Lonely Planet Writer

Why 'Do Not Disturb' signs are disappearing from US hotels

If you’re a fan of using the ‘Do Not Disturb’ sign to gain an extended period of undisturbed solitude in your hotel room, take note that change is afoot. Three hotel chains have instructed staff to conduct ‘welfare checks’ on rooms displaying the sign for extended periods, while Disney has changed the wording on the signs at four of its hotels around the Magic Kingdom to say ‘Room Occupied.’ The sign goes on to warn guests that “staff reserve the right to enter your room, even when this sign is displayed, for maintenance, safety, security or any other purpose.”

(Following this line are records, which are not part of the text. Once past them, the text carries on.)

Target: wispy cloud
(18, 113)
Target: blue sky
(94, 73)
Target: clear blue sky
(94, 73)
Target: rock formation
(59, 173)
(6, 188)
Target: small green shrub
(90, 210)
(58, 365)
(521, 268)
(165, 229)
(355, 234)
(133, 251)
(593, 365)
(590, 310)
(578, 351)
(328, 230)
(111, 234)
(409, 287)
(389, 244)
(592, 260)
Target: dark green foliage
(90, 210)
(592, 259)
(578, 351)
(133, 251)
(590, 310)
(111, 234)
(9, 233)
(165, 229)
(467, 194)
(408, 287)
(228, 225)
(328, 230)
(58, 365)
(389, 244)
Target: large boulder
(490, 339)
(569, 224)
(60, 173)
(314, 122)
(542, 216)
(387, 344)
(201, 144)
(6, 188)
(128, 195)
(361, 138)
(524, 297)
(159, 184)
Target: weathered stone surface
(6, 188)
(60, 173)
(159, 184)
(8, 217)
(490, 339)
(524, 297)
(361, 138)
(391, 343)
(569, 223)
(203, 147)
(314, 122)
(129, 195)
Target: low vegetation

These signs could soon be a thing of the past. Photo by James Doberman

The three hotels involved are Boyd Gaming, Wynn Resorts and Hilton in Las Vegas, and the Disney hotels are the Bay Lake Tower, Grand Floridian, Contemporary and Polynesian Village resort in Orlando. It is anticipated that all other Disney hotels will introduce the “Room Occupied” signs in the near future. The Hilton group has instructed its staff to alert security if a ‘Do Not Disturb’ is displayed for more than 24 hours. It also advises guests at check-in that it reserves the right to visually inspect rooms every 24 hours to ensure the well-being of guests and confirm the condition of the room. “If service is refused for this length of time, a member of hotel management will check on the guest room,” it warns.

Online posters have reacted in dismay at these changes, expressing fears that hotel staff will enter the rooms unannounced to make safety and security checks. Others go so far as to say that the new policies and wording changes constitute an invasion of guests’ privacy. Are they right? Not so, according to industry experts also commentating online. Hotels have always had the right to enter a guest’s room for various reasons, they say, whether or not a ‘Do Not Disturb’ sign is hanging on the door.

Staff may enter hotel rooms for safety and welfare checks. Image: Zvonimir Luketina / EyeEm

Hospitality experts say that there should be no real practical difference for anyone using these hotels. Hotels have no wish to upset guests with unwanted room visits, but they are alerting their guests to their policies for safety and legal reasons. So if you generally like to hole up in your room and keep the world at bay, be mindful that this may not be practical from now on.